# l4/5? mantid not feeding!



## rebirthflame (Oct 9, 2006)

hi i bought 2 bed winged mantis nymphs from ebay last week (i recieved them on the 5th or 6th) one of them is in a small plastic cup with mesh netting over the top and the other i put inside my 30cmx30cmx45cm glass terrarium i bought some brown crickets from my local pet store and they havent been eating them i am worried that they might be too big for them.

when the cricket comes close they pull their 'claws' in and sway 'in the wind' then strike but they never catch them they just seem to be punching them away. it looks like they are scared of them sometimes aswell running away as soon as one approaches. i was also wodering if the cage could be too large for them to find their prey... the crikets range between 2 or 3 mm up to about maybe 1cm for the very large this is the smallest i can get locally.

one of the mantis shed as soon as it arrived and the other a few days later maybe this has something to do with it? i have ordered some curly wing flies and some fruit fly culture from the internet but im not sure when they will arrive, will this be suitable size for them? i am getting quite worried about them...

i just tried putting a crick in front of in with tweesers and it just got scared then i tried getting a little juice out of one and putting it in front of its face...its seem to be drinking something, it had a droplet on its mouth, but then it just started playing dead and dropped to the floor :|

i have a few photos of them below..........
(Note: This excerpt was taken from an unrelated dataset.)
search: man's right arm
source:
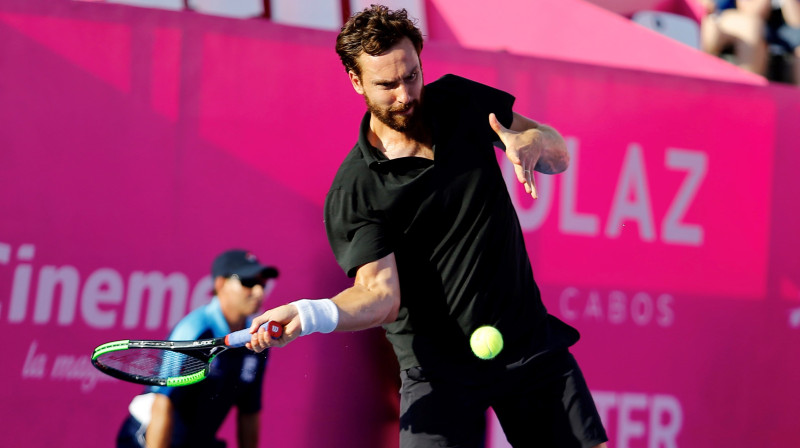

sorry about the length and incoherance of this post but i would appreciate any advice..thanks


----------



## wuwu (Oct 9, 2006)

mantids usually don't eat for about 2 days after they molt.


----------



## rebirthflame (Oct 9, 2006)

its been 4 or 5 days since the first one to shed and 2 or 3 days since the second one shed


----------



## Ian (Oct 9, 2006)

Maybe the crickets you are attempting to feed them are a little large. Flies are a good choice, aas they usually take bettwer to flying prey anyway, as opposed to ground dwellers. What you might want to try is introducing a few fruit flies see if they take to these...I have done this in the past with some of my Deroplatys, and it kick started their appetite.


----------



## Rick (Oct 10, 2006)

Try smaller food. Houseflies are a great food. Also please introduce yourself in the introductions forum.


----------



## rebirthflame (Oct 10, 2006)

i just got some curly wings in the post today (there doesnt seem to be many houseflies around at this time of year in the uk) i put two in with each one and they are still not feeding one of them has got alot worse and doesnt seem able to stand it just lies on a piece of wood with its abdomen on the floor. the other still seems to be ok its just hanging from the roof although earlier today i did witness it doing something strange, it was pulsating its abdomen and some kind of liquid seemed to come out in a little drop (though i cant be sure of the liquid bit) do you think i should put the really bad one out of its misery of give it a bit longer and see what happens....?


----------



## Ian (Oct 10, 2006)

I would give it a little longer...and a spraying might also be beneficial.

Best of luck.


----------



## rebirthflame (Oct 10, 2006)

Thanks for all of your advice guys i think one of the mantids has passed away but the other seems to be fine, i think he has eaten something either that or the flies have done a dissapearing act....


----------



## Rick (Oct 10, 2006)

He probably ate em or they may of died. How about that intro now?


----------



## Jwonni (Oct 11, 2006)

My Orchids when small ran away from small crickets but put a curly wing fly in their bigger than the mantids and the mantids would have em in seconds


----------